Are my NGINX server blocks set up improperly (HTTPS 301's and assets not being cached in browsers)?

Question

I inherited a server and there are a couple of issues that I have diagnosed and that certain page speed performance tests are flagging.

1) In the server block certain requests are being redirected to https://25parkrow.com. For example, if you just type in wwww.25parkrow.com or 25parkrow.com a redirect occurs. But if you type in https://25parkrow.com there is no redirect. As you can see the redirects are happening in the included server blocks. Is this an acceptable practice? If not, how do I avoid these redirects?

2) I am having issues with setting the expire headers on my static assets. If I update the files on the server and reload the nginx server, browsers are not seeing the updated assets.

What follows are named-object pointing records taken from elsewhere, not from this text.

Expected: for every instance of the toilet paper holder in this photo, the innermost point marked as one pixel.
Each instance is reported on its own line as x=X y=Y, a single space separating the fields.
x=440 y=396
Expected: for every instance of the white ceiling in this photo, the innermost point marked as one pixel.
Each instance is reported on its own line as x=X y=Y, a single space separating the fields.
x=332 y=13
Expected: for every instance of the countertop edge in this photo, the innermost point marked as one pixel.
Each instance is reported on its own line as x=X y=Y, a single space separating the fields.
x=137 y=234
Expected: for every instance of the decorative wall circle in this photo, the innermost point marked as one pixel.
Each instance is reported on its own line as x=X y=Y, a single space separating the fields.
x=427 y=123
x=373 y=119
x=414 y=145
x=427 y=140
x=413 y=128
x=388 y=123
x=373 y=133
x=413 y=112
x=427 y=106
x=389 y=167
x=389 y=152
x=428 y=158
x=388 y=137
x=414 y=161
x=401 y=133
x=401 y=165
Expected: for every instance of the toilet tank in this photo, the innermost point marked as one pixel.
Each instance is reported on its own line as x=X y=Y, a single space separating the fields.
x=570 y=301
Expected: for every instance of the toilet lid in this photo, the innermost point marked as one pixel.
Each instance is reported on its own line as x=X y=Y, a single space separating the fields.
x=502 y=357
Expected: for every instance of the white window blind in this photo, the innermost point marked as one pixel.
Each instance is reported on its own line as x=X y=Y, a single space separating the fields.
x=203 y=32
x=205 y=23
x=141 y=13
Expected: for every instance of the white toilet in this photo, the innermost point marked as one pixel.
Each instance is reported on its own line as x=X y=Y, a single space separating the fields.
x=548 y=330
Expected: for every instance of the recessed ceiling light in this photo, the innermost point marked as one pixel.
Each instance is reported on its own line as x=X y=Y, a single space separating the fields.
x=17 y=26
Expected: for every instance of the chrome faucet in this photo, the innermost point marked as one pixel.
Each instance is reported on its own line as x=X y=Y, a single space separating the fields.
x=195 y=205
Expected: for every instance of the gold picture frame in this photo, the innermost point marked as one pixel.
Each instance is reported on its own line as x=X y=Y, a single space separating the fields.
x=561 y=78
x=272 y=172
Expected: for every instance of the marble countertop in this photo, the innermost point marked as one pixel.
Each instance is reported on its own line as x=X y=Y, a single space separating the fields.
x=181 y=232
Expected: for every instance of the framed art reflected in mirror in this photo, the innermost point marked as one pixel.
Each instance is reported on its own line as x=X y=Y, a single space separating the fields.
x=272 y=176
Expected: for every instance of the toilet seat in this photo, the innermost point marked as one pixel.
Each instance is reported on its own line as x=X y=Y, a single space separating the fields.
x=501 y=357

I read through this post: Setting expires headers for static content served from nginx. However it confused me because I am not sure where to place the cache header in the below server blocks.

nginx.conf:

events {
    worker_connections 768;
    # multi_accept on;
}

http {

    ##
    # Basic Settings
    ##

    sendfile on;
    tcp_nopush on;
    tcp_nodelay on;
    keepalive_timeout 65;
    types_hash_max_size 2048;
    # server_tokens off;

    # server_names_hash_bucket_size 64;
    # server_name_in_redirect off;

    include /etc/nginx/mime.types;
    default_type application/octet-stream;

    ##
    # SSL Settings
    ##

    ssl_protocols TLSv1 TLSv1.1 TLSv1.2; # Dropping SSLv3, ref: POODLE
    ssl_prefer_server_ciphers on;

    ##
    # Logging Settings
    ##

    access_log /var/log/nginx/access.log;
    error_log /var/log/nginx/error.log;

    ##
    # Gzip Settings
    ##

    gzip on;
    gzip_disable "msie6";

    gzip_vary on;
    gzip_proxied any;
    gzip_comp_level 6;
    gzip_buffers 16 8k;
    gzip_http_version 1.1;
    gzip_types text/plain text/css application/json application/javascript text/xml application/xml application/xml+rss text/javascript;

    ##
    # Virtual Host Configs
    ##

    include /etc/nginx/conf.d/*.conf;
    include /etc/nginx/sites-enabled/*;
}

/etc/nginx/sites-enabled/active (only one file active):

server {
  add_header Strict-Transport-Security "max-age=31536000; includeSubDomains" always;

  root /var/www/html;

  # Add index.php to the list if you are using PHP
  index index.html index.htm index.nginx-debian.html;

  server_name 25parkrow.com www.25parkrow.com;

  # Any route that doesn't have a file extension (e.g. /devices)
  location / {
    try_files $uri $uri/ /index.html;
  }

  if ($host = www.25parkrow.com) {
    rewrite ^(.*) https://25parkrow.com$request_uri;
  }

  listen 443 ssl; # managed by Certbot
  ssl_certificate /etc/letsencrypt/live/25parkrow.com/fullchain.pem; # managed by Certbot
  ssl_certificate_key /etc/letsencrypt/live/25parkrow.com/privkey.pem; # managed by Certbot
  include /etc/letsencrypt/options-ssl-nginx.conf; # managed by Certbot
  ssl_dhparam /etc/letsencrypt/ssl-dhparams.pem; # managed by Certbot
}

server {
  listen 80 default_server;
  server_name 25parkrow.com www.25parkrow.com;

  if ($host = www.25parkrow.com) {
      return 301 https://$host$request_uri;
  } # managed by Certbot


  if ($host = 25parkrow.com) {
      return 301 https://$host$request_uri;
  } # managed by Certbot

  return 404; # managed by Certbot
}

Answer 1

1. It is expected, when installing LetsEncrypt certificate, you chose to redirect http to https. You can comment the redirection in your nginx config file to disable this.

2. In your existing nginx configuration, http is redirected to https. So, make sure you configure the 'expire headers' in your https server block.